Despite the mess of our chaos, once in a while, we find each other again. We catch each other’s eye and, after all this time, can read each other’s thoughts. I know when Alex’s look says, “Can you believe this kid??” or “Help, I’m about to lose my mind!” or “Did you shower today?” Once in while we find time to be together, just us. And we are always amazed at how much we like being together. Even after all the chaos of the past twenty-three years. Even after all the worry that weighs us down every day. Even after the list of special needs and endless brainstorming about how to help our kids. Even after all the never-ending, soul-crushing, tear-producing stress of this life. Even after all that, Alex is my Valentine.
You know what makes our marriage great? Respect. Love. Kindness. Hot chocolate doesn’t hurt, either.
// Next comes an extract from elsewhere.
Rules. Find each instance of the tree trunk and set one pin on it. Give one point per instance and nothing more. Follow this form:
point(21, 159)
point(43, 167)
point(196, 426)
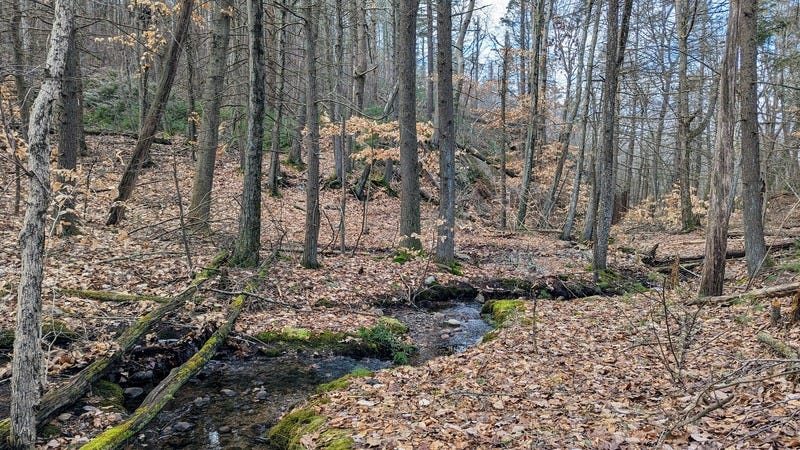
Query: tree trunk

A couple weeks ago, I had had a very bad horrible terrible morning because of the stress of getting the kids out the door for school. I also was feeling like total crap physically. Alex had to leave early for a doctor’s appointment. I was sitting in my sewing room, working on a weighted blanket, when Alex came home to get ready for work. In his hand, he had a cup of Panera hot chocolate for me. He knows this is one of my favorite treats of all time. He thought about me, and went out of his way to do something sweet and unexpected for me. This is who I knew he was, twenty-three years ago. This is who he still is. This is why he is my Valentine.

The way Alex loves his kids is also why he is my Valentine. The way he can go from slogging through math homework with one kid who has a learning disability to looking for a Barbie shoe for another, to laughing over YouTube videos with one more, to taking yet another one to therapy…this man. He just keeps showing up, you know? I’m sorry to say it, but I hear about a lot of Daddies who just refuse to show up. They can’t or won’t be there for what their family needs. Not my Valentine. It’s hard, it’s stressful, it’s exhausting, much of the time life really stinks, but my Valentine keeps showing up for us, day in, day out. Even when he can’t take another millisecond of the chaos that is our life, he regroups, he rethinks, he figures out how to be here for all of us. Emotionally and physically. When I break, he is strong. When he falters, I’m here for him to lean on.
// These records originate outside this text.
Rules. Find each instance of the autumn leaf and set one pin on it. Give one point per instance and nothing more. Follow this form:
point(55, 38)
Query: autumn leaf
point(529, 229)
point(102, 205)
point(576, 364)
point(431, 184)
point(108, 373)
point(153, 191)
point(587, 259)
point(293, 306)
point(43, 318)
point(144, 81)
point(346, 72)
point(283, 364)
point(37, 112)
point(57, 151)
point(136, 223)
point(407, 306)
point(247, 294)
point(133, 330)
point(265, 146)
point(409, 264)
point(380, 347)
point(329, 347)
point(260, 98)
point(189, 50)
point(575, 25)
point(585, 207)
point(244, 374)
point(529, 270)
Recently one of the kids’ therapists said to me that most families would have been torn apart by the level of stress our family has. By the rage some of our kids display, by the turmoil and strain our family has to deal with on a daily basis. By the PTSD we surely all suffer from because of our bag of special needs. She said the fact that our family is still together, and so loving toward each other, is a huge testament to who we are.
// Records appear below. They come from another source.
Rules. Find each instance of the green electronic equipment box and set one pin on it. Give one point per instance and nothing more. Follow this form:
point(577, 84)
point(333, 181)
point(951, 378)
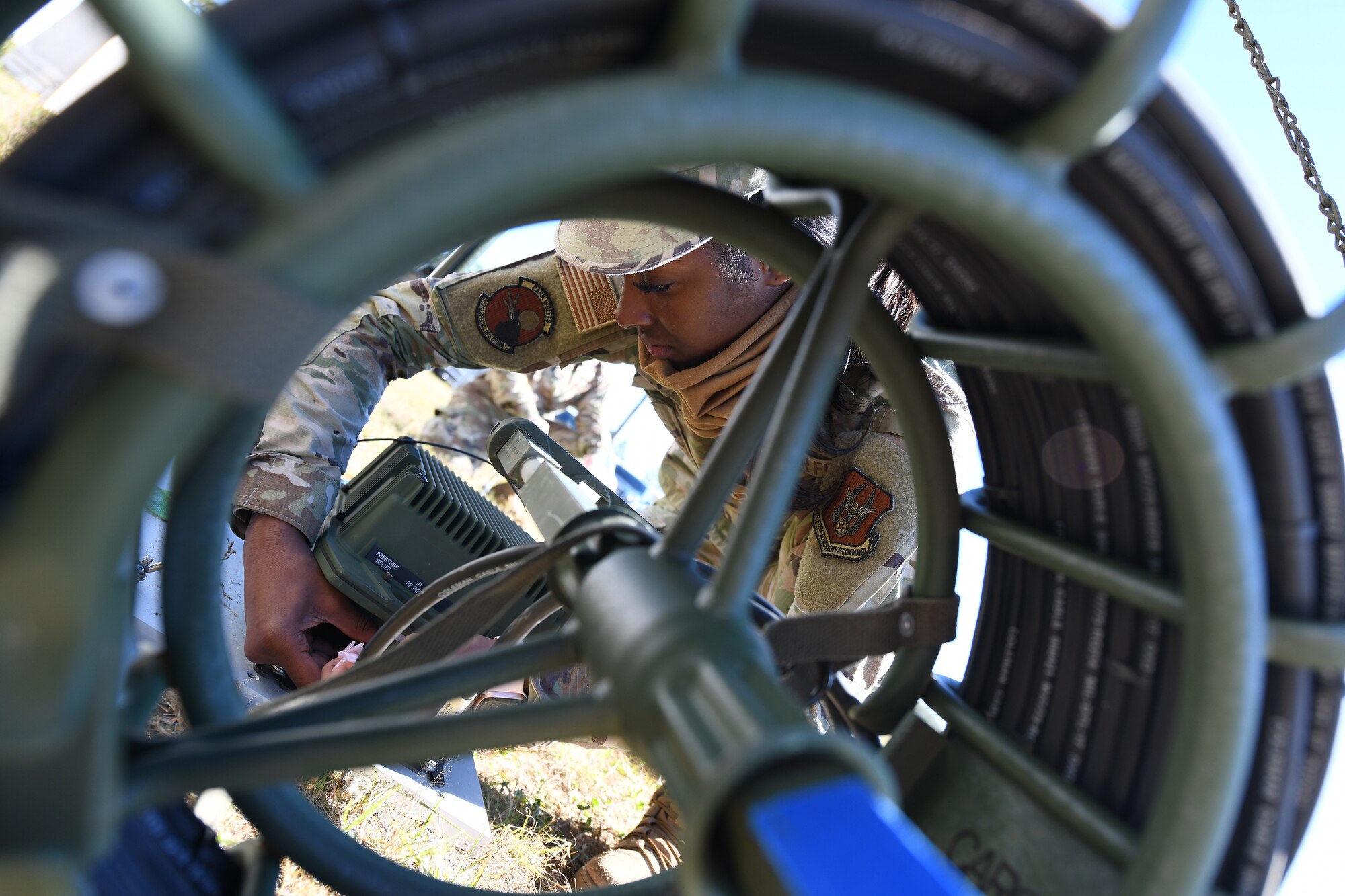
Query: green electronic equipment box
point(406, 521)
Sometimes I don’t know how we’re still together—all the odds are stacked high against us. But then I remember who I am, and who Alex is, and then I know why “we” work. Because we respect each other, even in the toughest moments. Because we try to be kind. Because we forgive. Because we are committed to each other. Because we remember the little things that make the other person happy- like hot chocolate after a terrible morning. Because when all is said and done, when we are blessed enough to find a precious few moments of less stress, we like each other more than any other humans on Earth. And because we like each other, we strive to love each other more every day. My Valentine is my rock, my heart, my joy.

Here’s to my Valentine. I thought I loved you when I married you, but the last 23 years have given me endless chances to see how much more amazing you are than I thought all those years ago, and to see what true love looks like up close. If you can come through all that we have, and still genuinely like and love each other, that’s something that should be celebrated.

Happy Valentine’s Day, my Valentine.